The first and second pints of water would be undeniably life-saving. A quick third and fourth pint would be both therapeutic and enjoyable. The fifth pint would probably bring forth indifference. The sixth would be annoying. You would become bloated. After the seventh pint, water may start to enter your lungs. You may begin to dribble and cough. The eighth in a row would have to be forced down your throat by the stranger with the pint glasses. You would begin to choke and possibly lose control of your bladder. The ninth, also forced, might go directly into your lungs. You may pass out. The tenth fills your lungs as you lie unconscious on your back. You are no longer breathing. You would finally drown. Dead. Ten pints, five minutes. That’s my guess, give or take a few pints, depending on size and weight.
My girlfriend cleans well beyond ten pints of water. She cleans until beautiful sun-filled Sunday mornings pass into darkness under the repression of a roaring vacuum cleaner and raw smell of harsh abrasives. She doesn’t just clean, she erases. She erases our existence.
Waste paper baskets are emptied as soon as something small, dry and harmless floats toward the bottom. She throws out newspapers before they are read. Both sides of the carpet are vacuumed because, and I quote, "the dirt goes through the rug and makes the floor dirty". Then she mops the floor under the carpet. She changes the bed sheets every week. She organizes her closet every few days and even irons her socks and underwear.
By the time she’s finished our apartment resembles a tourist site of some dead forgotten president without the velvet ropes. Her obsession for The Art of Clean, and orderliness in general, merits psychiatric attention, even if she lived in Nazi Germany or Amish America.
Last week when the exterminator came by for the bi-monthly debugging he noted in broken English as he left "This cleanest apartment in city." He smiled an incomplete smile and I said "I know, I know."

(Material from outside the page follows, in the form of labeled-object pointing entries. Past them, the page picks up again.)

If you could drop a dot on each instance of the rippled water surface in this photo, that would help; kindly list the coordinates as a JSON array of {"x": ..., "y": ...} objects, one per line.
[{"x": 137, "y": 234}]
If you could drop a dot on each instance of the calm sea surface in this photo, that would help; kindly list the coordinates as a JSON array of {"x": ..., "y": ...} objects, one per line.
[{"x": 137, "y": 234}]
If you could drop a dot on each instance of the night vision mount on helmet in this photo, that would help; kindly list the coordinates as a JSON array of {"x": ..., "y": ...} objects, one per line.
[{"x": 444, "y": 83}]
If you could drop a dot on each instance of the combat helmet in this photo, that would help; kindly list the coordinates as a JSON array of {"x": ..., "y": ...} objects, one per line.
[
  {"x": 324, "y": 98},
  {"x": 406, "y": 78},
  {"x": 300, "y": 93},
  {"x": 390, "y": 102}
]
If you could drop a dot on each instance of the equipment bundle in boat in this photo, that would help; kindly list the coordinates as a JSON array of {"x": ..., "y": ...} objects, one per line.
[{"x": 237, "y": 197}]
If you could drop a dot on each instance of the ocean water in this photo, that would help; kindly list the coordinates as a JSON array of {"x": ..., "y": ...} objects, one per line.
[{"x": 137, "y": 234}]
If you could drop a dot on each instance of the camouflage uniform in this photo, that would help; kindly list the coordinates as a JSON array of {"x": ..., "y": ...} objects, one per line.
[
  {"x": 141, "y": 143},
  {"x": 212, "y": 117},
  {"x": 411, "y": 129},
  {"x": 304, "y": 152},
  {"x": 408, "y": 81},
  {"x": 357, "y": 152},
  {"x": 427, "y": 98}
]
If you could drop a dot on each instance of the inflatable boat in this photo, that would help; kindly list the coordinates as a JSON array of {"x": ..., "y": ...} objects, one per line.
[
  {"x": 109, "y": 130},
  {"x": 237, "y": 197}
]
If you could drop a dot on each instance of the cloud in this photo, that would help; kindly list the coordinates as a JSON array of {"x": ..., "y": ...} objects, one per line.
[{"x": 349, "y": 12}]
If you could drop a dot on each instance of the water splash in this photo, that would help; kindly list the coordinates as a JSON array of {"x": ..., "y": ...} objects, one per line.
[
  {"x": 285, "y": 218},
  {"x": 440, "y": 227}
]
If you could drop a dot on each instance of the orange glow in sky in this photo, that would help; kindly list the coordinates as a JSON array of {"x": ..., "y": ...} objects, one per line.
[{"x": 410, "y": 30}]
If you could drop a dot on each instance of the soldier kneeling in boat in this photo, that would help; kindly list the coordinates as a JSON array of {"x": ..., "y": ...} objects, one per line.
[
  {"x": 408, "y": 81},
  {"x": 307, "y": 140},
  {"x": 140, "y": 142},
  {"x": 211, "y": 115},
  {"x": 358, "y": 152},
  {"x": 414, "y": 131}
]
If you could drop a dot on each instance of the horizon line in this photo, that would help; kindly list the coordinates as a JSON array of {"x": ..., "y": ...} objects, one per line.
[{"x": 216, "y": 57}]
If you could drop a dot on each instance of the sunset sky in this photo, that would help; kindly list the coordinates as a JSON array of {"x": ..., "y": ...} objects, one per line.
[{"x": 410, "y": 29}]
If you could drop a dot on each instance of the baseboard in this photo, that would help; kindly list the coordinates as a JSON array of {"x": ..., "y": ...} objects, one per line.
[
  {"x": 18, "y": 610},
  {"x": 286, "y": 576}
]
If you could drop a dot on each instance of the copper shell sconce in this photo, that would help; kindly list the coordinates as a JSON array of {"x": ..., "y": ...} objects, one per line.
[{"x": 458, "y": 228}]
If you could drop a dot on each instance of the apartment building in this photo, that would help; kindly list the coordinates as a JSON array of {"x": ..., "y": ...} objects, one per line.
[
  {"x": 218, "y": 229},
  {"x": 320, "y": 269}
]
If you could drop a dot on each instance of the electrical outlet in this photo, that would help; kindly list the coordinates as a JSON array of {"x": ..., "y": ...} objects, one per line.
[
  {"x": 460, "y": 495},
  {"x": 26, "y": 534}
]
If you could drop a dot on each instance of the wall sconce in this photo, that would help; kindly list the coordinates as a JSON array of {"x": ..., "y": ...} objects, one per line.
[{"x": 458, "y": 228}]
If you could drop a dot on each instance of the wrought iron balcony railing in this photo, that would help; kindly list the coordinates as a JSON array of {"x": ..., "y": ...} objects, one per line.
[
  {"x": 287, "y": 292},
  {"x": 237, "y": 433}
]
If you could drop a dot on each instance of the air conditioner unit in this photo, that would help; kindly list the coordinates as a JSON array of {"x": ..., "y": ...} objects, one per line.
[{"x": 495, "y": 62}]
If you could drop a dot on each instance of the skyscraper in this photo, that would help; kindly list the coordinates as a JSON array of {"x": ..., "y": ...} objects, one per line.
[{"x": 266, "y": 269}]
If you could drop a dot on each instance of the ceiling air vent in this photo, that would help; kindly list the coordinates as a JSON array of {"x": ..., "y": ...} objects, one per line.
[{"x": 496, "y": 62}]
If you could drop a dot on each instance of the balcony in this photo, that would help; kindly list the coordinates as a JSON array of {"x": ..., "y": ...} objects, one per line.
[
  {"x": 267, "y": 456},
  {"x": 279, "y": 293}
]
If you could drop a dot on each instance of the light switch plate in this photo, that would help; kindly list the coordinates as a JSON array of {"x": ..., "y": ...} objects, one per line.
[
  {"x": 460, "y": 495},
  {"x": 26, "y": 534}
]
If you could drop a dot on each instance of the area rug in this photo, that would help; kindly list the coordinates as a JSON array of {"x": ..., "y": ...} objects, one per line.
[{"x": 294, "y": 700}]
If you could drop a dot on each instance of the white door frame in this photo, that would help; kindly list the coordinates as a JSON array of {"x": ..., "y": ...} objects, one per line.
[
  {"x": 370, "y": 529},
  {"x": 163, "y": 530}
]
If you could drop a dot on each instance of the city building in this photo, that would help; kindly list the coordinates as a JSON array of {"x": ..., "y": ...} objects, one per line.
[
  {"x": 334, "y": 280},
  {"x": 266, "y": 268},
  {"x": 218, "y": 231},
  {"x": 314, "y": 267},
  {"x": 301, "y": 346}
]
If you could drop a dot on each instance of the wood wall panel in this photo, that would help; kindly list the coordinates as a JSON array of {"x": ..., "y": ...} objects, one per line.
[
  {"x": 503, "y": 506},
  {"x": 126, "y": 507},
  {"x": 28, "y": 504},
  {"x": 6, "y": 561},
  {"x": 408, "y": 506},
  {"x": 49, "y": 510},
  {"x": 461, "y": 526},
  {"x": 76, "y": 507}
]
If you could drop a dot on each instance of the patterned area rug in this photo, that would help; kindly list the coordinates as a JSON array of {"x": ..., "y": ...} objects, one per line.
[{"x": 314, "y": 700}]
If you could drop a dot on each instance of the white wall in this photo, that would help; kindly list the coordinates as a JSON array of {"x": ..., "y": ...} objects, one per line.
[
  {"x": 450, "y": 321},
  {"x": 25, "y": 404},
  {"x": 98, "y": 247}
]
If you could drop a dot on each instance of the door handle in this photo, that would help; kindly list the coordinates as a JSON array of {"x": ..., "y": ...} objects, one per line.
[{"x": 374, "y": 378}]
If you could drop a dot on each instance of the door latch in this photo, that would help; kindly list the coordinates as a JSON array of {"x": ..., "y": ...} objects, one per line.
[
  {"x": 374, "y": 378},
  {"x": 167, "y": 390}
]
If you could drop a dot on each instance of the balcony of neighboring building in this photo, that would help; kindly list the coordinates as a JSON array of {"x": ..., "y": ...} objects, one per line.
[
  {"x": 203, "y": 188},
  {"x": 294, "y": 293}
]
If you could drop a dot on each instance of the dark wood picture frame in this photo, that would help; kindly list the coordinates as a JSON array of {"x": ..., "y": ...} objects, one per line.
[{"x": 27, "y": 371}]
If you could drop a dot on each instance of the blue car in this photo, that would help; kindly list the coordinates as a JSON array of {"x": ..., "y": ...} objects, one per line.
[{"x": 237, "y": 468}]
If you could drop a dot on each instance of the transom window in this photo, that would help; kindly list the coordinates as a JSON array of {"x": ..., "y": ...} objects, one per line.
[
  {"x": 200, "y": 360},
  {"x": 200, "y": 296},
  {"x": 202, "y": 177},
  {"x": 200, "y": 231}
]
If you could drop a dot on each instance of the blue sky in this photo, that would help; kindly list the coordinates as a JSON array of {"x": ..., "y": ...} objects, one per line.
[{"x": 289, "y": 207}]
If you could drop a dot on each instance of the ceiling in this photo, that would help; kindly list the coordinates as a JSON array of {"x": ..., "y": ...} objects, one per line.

This contentious cleaning issue has often delivered us well past the hurdles of anger and into physical violence. She once threw a TV remote control at me, which fortunately hit me in the back of the head because behind the back of my head, not only was the front of my head, also known as my face, but a rather large, weather-beaten window facing a First Avenue. That argument, inconspicuously enough, began over a some poor innocent sock drying on the back of a kitchen chair and ended in exotic phrases like "Sei un porco!" and "I don’t want to live in a God damn museum!" and "Idioto. Torna da tua madre!" and "Oww!"
I have secretly thought about divorce. She openly spoke of it and I pretended offense.

It has turned into a war of attrition and retreat. She wins a skirmish. I take a front. She seizes a hill. I build a bridge. She razes the bridge. I become a marginally neater, cleaner, more respectful person. She becomes more tolerant. I promise to put my shoes away. She stops throwing them out onto First Avenue. We’ll meet somewhere in the middle, some day in Paris or Switzerland, an armistice will be signed, if I were to guess the year, 2030.
Henry Miller wrote a beautiful paragraph in The Tropic of Capricorn. I apologize for taking the liberty of converting his prose into a poem:
The newspapers are folded
The dishes are dried
Shirts are pressed
And thirsty plants watered
For tomorrow morning’s sun
Everything is for tomorrow
But tomorrow never comes
I like to live on two pints of water, three pints if I’m hungover. It’s never a bad thing to be a little thirsty, the water tastes so much better.